But they would not let him go so, they must all shake hands with him again. Madam Ruiz and Madam Giron turned their lovely eyes upon him, and said some more enchanting things; Betty, taking his hand in both of hers, gave him her blessing. Mr. Moore's clasp was more limp; he was a very sincere man, and did not know yet whether he was pleased or not. He did not think Penelope would know. When Winthrop and Dr. Kirby had left the room, he took leave of the ladies, mounted his pony, and started on his return to Gracias; perhaps, after all, Penelope would know. Madam Ruiz and Madam Giron went next, not aware that the tidings they carried would bring another access of that terrific rage to Manuel when he should hear it (in Key West), and a heavy conviction that the world's last days were certainly near to poor stiff Torres. Betty Carew was to remain; to her, when they were alone together, Mrs. Kirby, waiting for Reginald, confided her need for breaking her fast.

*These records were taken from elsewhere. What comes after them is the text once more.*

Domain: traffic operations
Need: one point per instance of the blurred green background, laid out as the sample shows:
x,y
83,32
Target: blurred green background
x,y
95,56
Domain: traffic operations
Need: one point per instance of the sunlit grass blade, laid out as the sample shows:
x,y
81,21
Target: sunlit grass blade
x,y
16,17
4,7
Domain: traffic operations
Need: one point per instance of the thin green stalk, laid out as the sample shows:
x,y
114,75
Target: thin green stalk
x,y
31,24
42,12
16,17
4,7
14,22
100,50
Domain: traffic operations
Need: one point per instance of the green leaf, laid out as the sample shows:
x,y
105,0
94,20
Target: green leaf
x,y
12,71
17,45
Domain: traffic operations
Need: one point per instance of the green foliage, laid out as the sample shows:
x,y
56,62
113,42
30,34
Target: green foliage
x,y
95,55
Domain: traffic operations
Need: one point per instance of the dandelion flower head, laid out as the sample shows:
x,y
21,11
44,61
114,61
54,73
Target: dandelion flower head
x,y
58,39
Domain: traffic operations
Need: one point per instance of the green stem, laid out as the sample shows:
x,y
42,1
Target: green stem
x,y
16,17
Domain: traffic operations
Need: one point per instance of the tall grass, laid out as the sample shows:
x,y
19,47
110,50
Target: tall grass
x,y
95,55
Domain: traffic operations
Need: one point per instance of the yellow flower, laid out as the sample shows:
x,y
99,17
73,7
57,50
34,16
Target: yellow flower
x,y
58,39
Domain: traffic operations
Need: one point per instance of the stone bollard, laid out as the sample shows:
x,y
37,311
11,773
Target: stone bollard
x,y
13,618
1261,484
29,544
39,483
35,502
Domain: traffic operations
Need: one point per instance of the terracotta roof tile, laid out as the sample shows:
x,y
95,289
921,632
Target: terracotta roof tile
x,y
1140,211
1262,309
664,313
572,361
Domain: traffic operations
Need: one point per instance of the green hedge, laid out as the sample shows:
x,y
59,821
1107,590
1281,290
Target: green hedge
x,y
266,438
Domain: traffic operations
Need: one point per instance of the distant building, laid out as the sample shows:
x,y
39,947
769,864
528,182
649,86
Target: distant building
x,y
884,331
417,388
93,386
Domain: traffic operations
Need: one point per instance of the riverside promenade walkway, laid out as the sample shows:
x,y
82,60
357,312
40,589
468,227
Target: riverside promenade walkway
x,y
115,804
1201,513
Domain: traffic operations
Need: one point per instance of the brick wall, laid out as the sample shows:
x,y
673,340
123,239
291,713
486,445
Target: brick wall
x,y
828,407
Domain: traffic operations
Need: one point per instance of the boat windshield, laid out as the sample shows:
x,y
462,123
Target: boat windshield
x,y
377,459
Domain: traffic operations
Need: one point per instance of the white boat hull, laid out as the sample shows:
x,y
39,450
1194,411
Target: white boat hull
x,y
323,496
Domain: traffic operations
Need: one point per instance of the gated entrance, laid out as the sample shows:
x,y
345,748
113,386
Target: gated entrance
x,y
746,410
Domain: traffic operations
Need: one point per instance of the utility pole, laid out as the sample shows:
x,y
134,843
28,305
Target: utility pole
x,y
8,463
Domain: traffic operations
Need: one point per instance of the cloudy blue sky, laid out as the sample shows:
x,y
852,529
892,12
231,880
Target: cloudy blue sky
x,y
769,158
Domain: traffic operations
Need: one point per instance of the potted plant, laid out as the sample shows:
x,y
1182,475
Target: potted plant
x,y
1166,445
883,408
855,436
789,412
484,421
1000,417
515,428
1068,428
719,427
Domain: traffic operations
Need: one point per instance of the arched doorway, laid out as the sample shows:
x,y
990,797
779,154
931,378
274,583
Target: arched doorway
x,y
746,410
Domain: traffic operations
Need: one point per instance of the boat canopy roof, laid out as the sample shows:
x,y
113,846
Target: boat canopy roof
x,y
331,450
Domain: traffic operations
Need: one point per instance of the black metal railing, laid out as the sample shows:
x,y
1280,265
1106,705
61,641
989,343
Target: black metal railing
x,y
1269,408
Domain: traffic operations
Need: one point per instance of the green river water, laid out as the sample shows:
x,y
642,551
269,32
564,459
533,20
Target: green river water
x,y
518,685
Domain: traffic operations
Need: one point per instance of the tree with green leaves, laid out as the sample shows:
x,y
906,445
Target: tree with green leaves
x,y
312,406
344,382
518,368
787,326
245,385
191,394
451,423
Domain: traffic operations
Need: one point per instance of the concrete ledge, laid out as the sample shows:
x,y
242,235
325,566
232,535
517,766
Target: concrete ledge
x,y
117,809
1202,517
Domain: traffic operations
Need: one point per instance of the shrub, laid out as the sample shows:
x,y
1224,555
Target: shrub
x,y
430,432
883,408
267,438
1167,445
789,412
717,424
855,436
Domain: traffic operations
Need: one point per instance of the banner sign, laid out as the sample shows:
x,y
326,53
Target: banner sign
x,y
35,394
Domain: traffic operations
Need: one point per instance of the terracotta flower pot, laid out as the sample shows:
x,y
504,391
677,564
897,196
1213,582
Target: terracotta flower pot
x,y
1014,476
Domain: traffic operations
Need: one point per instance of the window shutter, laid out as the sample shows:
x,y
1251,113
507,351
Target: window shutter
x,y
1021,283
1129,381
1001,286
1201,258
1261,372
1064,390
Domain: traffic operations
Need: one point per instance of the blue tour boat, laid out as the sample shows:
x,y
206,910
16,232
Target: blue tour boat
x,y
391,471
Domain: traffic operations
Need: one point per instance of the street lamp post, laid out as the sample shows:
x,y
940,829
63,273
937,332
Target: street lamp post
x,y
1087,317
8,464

"And I'm famished too," said Betty, wiping her eyes decisively for the last time, and putting away her handkerchief; "only one doesn't remember it now, of course, at such a time as this." (But Mrs. Kirby thought she did remember.) "We had a little something before we started, at my house – where dear Evert in the sweetest way brought Garda, as soon as they reached Gracias; but it was only a little, and I'll go directly out now myself and speak to Aunt Dinah, as Mrs. Harold and Garda are talking, I reckon – yes, indeed, they've got something to talk about, haven't they? and what a comfort this will be to Mrs. Harold, coming so soon after her taking charge of the dear, dear child, and making her more than ever one of the family, of course; and Katrina too, what a comfort it will be to her to have her dear nephew so delightfully married! But there, I'll go out and speak to Aunt Dinah; 'twon't be long, Mistress Kirby; 'twon't be long."

Mrs. Kirby hoped it would not be; she sat very still in her low chair, it seemed to help her more if she sat still. She was seventy-five years old, and a very delicate little woman; her last meal had been taken at five o'clock of the afternoon, or, as she would have said, of the evening, before. She had been up all night, having started with her son for East Angels soon after Telano had appeared at their door late in the evening, saying that Garda had not come home, and Mrs. Harold wished to know if she were with them; Reginald, though in his mental perceptions so keen, was very blind at night as regarded actual vision; in consequence they had missed their way, and after long meandering wanderings over the level country in various directions through the soft darkness, behind their old horse June on a slow walk (her white back was the only thing they could either of them see), they had found themselves at dawn far away from East Angels, so that they had only been able to arrive there half an hour before Garda herself appeared. They had found several of their friends already assembled, and had learned from them that word had been sent down from Gracias that Garda had reached Mrs. Carew's house in safety, with Evert Winthrop; and that all three would soon be at East Angels.

 

This news had occasioned much relief. Also some conjecture. But Reginald Kirby did not conjecture when they told him the tale, he maintained an ominous silence. Too ominous, Mr. Moore thought: let ominousness be kept for one's attitude towards crime. The truth was that Mr. Moore, much as he admired Dr. Reginald (and he admired him sincerely), thought that he had just one little fault: he was disposed at times to be somewhat theatrical. So he spoke in his most amiable way of Garda's adventure being "idyllic," and turning to the Doctor, added, pleasantly, "Why so saturnine?" And then again (as it seemed to him a good phrase), "Why so saturnine?" And then a third time, and more playfully, as though it were a poetical quotation, "Why? – tell me why?" – which was indeed imitated from one of Penelope's songs, "Where, tell me where," – referring to a Highland laddie.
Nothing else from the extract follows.